Email and the Law

Cookie monsters threatening email marketing

The heading is not strictly descriptive of this article, something I would argue against in normal circumstances, but I couldn’t let such an opportunity pass. I knew you would realise I was talking about those little ‘tags’ that allow tracking of user activity on websites. Email marketing software depends to a great extent on them.

Four years ago it became UK law for websites to obtain consent for such text files to be placed on visitors’ devices. Initial fears that they would require explicit agreement, rather like subscribing to email marketing lists, were proved a bit wide of the mark and a very sensible notification is all that is required.

Seven months ago an EU working party was set up to report on, in effect, compliance and the methods employed. It checked 478 websites, including the 250 most visited ones in each EU state. The working party issued its report (A29 Report) earlier this year and a few days later the Information Commissioner’s Office (ICO) produced a welcome summary.

The findings were rather startling. Out of the member states reviewed, Czech Republic, Denmark, France, Greece, Netherlands, Slovenia, Spain and the UK, the country which set the fewest cookies on first visit was Solvenia, at 5.5, and the highest was the UK at 44.2 although no figure was given for France, which is believed to set the most. This is supported by the total set by France being 4238, a significant headline figure, and second place being taken by the UK with over 10% fewer.

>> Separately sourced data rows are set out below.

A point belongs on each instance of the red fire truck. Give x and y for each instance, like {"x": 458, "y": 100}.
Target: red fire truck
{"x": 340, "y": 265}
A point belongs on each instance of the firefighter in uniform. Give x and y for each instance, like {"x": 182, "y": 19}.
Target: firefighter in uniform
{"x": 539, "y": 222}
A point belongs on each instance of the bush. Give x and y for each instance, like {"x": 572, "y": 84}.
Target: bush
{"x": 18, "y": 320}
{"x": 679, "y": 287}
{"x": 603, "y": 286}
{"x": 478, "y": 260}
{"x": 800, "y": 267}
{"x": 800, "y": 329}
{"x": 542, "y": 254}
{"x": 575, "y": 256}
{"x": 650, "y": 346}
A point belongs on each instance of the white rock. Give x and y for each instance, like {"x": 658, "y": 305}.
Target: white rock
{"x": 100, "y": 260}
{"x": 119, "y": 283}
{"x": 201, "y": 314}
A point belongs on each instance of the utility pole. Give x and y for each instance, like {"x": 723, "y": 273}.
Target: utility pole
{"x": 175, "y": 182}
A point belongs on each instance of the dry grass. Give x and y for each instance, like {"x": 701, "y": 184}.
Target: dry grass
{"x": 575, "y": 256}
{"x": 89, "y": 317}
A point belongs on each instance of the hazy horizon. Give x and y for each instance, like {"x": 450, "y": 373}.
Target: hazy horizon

A figure that might come as a surprise was that 70% were third party cookies, set on a website but controlled by, obviously, a third party. Another statistic that is surprising is that more than half of these, over 35% of all cookies, were set by just 25 organisations, mainly by advertisers separate from the website company.

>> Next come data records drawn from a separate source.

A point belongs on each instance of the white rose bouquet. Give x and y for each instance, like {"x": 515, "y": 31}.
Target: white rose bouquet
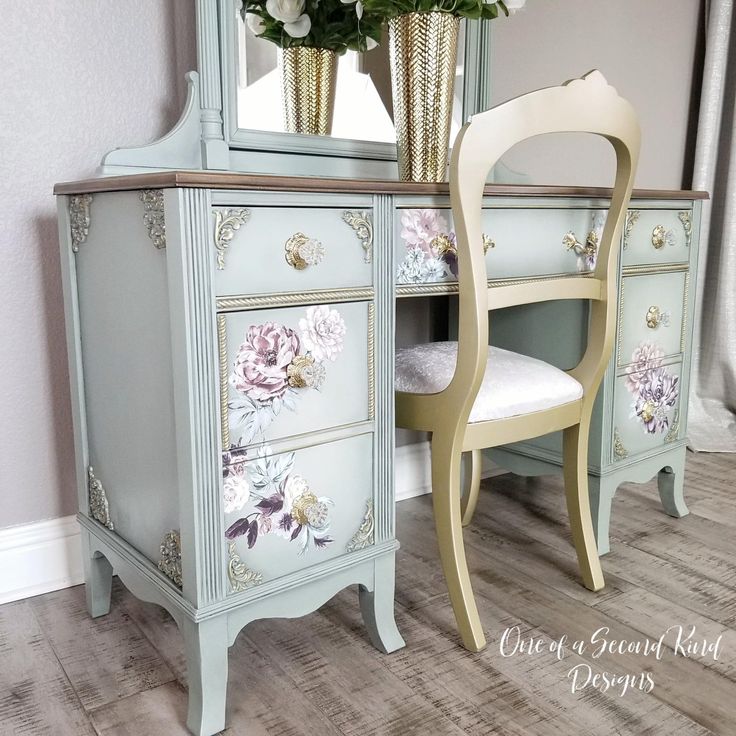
{"x": 337, "y": 25}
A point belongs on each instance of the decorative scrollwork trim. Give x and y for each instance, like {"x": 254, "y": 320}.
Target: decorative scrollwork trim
{"x": 170, "y": 562}
{"x": 631, "y": 217}
{"x": 79, "y": 219}
{"x": 364, "y": 536}
{"x": 361, "y": 223}
{"x": 619, "y": 449}
{"x": 240, "y": 577}
{"x": 153, "y": 216}
{"x": 99, "y": 508}
{"x": 227, "y": 222}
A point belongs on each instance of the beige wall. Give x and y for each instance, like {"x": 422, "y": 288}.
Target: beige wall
{"x": 645, "y": 48}
{"x": 78, "y": 78}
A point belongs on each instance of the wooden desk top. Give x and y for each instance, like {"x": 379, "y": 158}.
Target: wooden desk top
{"x": 256, "y": 182}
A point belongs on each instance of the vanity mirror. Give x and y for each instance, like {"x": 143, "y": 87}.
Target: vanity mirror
{"x": 233, "y": 118}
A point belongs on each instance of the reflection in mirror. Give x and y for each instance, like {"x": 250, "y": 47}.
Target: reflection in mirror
{"x": 363, "y": 109}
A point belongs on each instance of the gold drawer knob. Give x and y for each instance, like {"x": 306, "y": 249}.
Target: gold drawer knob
{"x": 302, "y": 251}
{"x": 661, "y": 237}
{"x": 656, "y": 317}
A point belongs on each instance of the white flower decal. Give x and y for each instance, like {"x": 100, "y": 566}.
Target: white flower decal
{"x": 323, "y": 332}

One fact that might come back to bite us later is that 86% of cookies are persistent, in the sense that they remain on a computer after completion of a browsing session. The norm is that they will expire between one and two years, although some last much longer, up to nearly 8000 years. This would appear to fly in the face of the Data Protection Act.

94% of UK informed visitors that cookies were set, well above the average. Overall, of the websites that did inform, 50% asked for consent and 16% provided on-site tools to turn off cookie setting.

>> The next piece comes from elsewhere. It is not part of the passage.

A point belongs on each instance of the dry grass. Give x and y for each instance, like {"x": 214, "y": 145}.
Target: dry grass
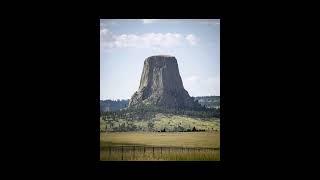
{"x": 175, "y": 140}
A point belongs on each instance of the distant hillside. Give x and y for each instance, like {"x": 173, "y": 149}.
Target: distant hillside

WizEmail's SecurityBot and The Cookie monster - which does what in email marketingIt would appear that once the shock of the bare figures subsides, the A29 Report is largely positive for email marketing, with the vast majority of websites conforming to the requirement to inform visitors of the placement of cookies. Despite coming near the top in placement, we are not so far ahead of the others, and no doubt some of the countries not included in the survey would be fairly similar.

Two things in the A29 Report might concern the EU, never reluctant to get excited for others, the first being the length of time some cookies are set. Even one year might be seen as excessive. 

The other is that 25 advertisers set 70% of cookies. This might well be of concern.

From an email marketing point of view, it seems the threat to out data feed has receded.